Second, some features need Docker access. The README shows Docker-backed services requiring access to the Docker socket. That is powerful, but it is also something you should treat carefully, especially on shared machines or locked-down environments.
Third, because this is a fast-moving open-source project, you should expect rough edges. AWS is enormous. Matching it perfectly is a brutal job. The right expectation is not “perfect clone of AWS forever.” The right expectation is “very useful local test environment that can remove a lot of friction.”
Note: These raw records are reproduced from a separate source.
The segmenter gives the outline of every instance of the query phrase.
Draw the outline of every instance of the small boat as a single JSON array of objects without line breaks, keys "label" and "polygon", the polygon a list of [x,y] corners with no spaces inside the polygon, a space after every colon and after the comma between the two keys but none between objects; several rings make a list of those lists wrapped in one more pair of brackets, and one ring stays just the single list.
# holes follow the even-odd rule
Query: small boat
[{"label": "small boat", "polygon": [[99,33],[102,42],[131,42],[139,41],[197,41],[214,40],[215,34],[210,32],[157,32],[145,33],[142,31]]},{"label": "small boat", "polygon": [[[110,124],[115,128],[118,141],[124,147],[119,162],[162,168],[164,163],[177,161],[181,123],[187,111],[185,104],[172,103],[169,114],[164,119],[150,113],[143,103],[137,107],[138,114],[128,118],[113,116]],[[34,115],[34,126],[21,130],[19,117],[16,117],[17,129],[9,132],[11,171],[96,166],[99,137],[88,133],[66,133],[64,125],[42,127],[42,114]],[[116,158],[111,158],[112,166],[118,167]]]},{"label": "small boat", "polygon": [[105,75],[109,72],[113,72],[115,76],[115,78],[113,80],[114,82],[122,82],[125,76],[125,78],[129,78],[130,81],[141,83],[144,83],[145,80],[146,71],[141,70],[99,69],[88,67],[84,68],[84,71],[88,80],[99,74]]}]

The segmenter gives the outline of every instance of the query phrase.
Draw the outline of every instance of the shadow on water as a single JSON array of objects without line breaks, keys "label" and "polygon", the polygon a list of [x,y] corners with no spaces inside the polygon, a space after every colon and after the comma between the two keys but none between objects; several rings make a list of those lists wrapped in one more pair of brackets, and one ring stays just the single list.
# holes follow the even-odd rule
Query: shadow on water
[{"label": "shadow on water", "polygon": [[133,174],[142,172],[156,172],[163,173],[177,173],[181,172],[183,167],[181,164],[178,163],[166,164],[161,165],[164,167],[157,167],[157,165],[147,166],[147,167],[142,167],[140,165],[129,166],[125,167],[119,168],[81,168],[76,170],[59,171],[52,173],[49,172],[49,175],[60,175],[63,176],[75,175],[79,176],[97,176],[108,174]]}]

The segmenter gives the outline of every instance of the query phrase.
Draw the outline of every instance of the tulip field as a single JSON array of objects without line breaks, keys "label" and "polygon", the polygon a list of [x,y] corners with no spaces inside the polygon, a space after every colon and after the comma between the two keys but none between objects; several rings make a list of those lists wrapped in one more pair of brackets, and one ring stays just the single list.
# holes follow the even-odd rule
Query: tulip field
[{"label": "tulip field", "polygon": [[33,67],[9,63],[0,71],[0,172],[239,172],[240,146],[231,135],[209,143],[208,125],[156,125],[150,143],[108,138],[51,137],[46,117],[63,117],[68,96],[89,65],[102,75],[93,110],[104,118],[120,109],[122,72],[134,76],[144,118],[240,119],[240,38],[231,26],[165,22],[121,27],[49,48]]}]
So, is Floci worth a look?
Floci feels like one of those tools that appears because developers are tired of unnecessary faff. The idea is simple: local cloud testing should be quick, free, and boring. Not boring in a bad way. Boring in the beautiful way that a kettle is boring. You switch it on, it works, and nobody needs a meeting.
For teams already using AWS-style services in development, Floci is worth a look. It may not replace every real cloud test, and it should not be treated as production AWS in disguise. But for everyday development, integration testing, and CI pipelines, it could be exactly the kind of practical little helper that saves hours without making a fuss.
In short: Floci is a local AWS playground for people who want to build, test, break things, reset everything, and move on with their lives.